During 1146 and 1147 two vast mixed multitudes, swarming with criminals and women, gathered at Metz and Ratisbon. As a fighting force these hosts were decidedly inferior to the bands which had left Europe fifty years before, under Tancred and Godfrey de Bouillon, and they were besides commanded by the semi-emasculated King of France.
The Germans cannot be considered as having taken any part in the war, for they perished without having struck a blow. The Greek emperor caused them to be lured into the mountains of Asia Minor, where they were abandoned by their guides, and wasted away from exposure, hunger, and thirst, until the Saracens destroyed them without allowing them to come to battle.
The French fared little better. In crossing the Cadmus Mountains, their lack of discipline occasioned a defeat, which made William of Tyre wonder at the ways of God.
“To no one should the things done by our Lord be displeasing, for all his works are right and good, but according to the judgment of men it was marvellous how our Lord permitted the Franks (who are the people in the world who believe in him and honour him most) to be thus destroyed by the enemies of the faith.”[119]

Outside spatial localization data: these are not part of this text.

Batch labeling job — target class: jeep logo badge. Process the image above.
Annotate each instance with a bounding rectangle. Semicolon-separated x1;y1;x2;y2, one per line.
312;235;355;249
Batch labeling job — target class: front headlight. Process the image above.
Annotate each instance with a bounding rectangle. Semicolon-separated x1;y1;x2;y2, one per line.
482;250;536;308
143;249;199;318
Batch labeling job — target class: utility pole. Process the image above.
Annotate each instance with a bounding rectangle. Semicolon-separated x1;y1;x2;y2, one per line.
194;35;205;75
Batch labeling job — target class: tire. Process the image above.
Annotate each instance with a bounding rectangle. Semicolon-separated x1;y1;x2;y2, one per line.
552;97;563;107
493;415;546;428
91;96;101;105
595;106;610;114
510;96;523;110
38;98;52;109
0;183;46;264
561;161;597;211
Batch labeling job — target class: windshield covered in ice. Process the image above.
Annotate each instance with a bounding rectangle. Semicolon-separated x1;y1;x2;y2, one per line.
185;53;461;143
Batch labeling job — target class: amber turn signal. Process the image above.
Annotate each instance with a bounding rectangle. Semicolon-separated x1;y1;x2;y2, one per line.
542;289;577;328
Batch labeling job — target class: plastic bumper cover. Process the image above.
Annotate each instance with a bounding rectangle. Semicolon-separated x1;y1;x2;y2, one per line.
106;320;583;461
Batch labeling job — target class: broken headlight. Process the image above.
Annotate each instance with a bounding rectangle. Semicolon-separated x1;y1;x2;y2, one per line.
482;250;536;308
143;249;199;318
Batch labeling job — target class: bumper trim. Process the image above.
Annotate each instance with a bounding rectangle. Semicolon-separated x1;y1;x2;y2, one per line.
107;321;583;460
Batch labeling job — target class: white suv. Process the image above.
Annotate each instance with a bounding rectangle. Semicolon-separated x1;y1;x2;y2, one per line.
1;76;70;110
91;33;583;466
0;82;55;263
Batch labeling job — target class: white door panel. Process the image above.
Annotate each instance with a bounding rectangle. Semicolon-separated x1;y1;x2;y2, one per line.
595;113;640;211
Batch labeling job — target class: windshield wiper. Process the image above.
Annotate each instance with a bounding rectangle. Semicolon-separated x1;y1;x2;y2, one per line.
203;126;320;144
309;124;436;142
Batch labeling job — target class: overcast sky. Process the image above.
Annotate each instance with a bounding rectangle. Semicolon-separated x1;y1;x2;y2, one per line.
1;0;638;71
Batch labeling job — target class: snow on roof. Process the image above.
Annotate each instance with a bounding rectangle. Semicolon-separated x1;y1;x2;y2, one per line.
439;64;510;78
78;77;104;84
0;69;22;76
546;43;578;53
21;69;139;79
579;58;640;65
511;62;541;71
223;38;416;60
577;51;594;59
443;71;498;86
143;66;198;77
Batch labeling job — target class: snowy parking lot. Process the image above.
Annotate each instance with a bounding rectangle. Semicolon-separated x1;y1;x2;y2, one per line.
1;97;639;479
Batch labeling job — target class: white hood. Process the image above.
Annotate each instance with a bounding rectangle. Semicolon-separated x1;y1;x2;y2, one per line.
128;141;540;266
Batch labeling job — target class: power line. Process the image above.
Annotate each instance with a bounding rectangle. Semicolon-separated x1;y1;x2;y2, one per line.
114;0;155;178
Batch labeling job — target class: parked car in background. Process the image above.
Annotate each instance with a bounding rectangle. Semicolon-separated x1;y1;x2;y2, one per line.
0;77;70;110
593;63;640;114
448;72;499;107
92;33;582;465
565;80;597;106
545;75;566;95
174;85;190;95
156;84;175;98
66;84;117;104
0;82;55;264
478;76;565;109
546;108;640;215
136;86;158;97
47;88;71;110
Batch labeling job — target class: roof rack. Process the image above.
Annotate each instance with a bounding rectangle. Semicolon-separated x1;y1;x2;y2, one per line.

Soon after this check Louis was joined by the Grand Master of the Temple, under whose guidance he reached Atalia, a Greek port in Pamphylia: and here, had the king been a rationalist, he would have stormed the town and used it as a base of operations against Syria. In the eyes of laymen, the undisguised hostility of the emperor would have fully justified such an attack. But Louis was a devotee, bound by a vow to the performance of a certain mystic formula, and one part of his vow was not to attack Christians during his pilgrimage. In his mind the danger of disaster from supernatural displeasure was greater than the strategic advantage; and so he allowed his army to rot before the walls in the dead of winter, without tents or supplies, until it wasted to a shadow of its former strength.
Finally the governor contracted to provide shipping, but he delayed for another five weeks, and when the transports came they were too few. Even then Louis would not strike, but abandoning the poor and sick to their fate, he sailed away with the flower of his troops, and by spring the corpses of those whom he had deserted bred a pestilence which depopulated the city.
When he arrived at Antioch new humiliations and disasters awaited him. Raymond de Poitiers was one of the handsomest and most gifted men of this time. Affable, courteous, brave, and sagacious, in many respects a great captain, his failing was a hot temper, which led him to his ruin. He forsook Joscelin through jealousy, and the fall of Edessa cost him throne and life.
After the successes of Zenghi, a very short experience of Nour-ed-Din sufficed to convince Prince Raymond that Antioch could not be held without re-establishing the frontier; and when Louis arrived, Raymond tried hard to persuade him to abandon his pilgrimage for that season, and make a campaign in the north.
William of Tyre thought the plan good, and believed that the Saracens were, for the moment, too demoralized to resist. Evidently, by advancing from Antioch, Nour-ed-Din could have been isolated, whereas on the south he was covered by Damascus, one of the strongest places in the East.
Such considerations had no weight with Louis, for, to his emotional temperament, military strategy lay in obtaining supernatural aid, without which no wisdom could avail, and with which victory was sure. He therefore insisted on the punctilious performance of the religious rites, and one of the most interesting passages in William of Tyre is the account of the interview between him and Raymond, when a movement against the cities of the north was discussed.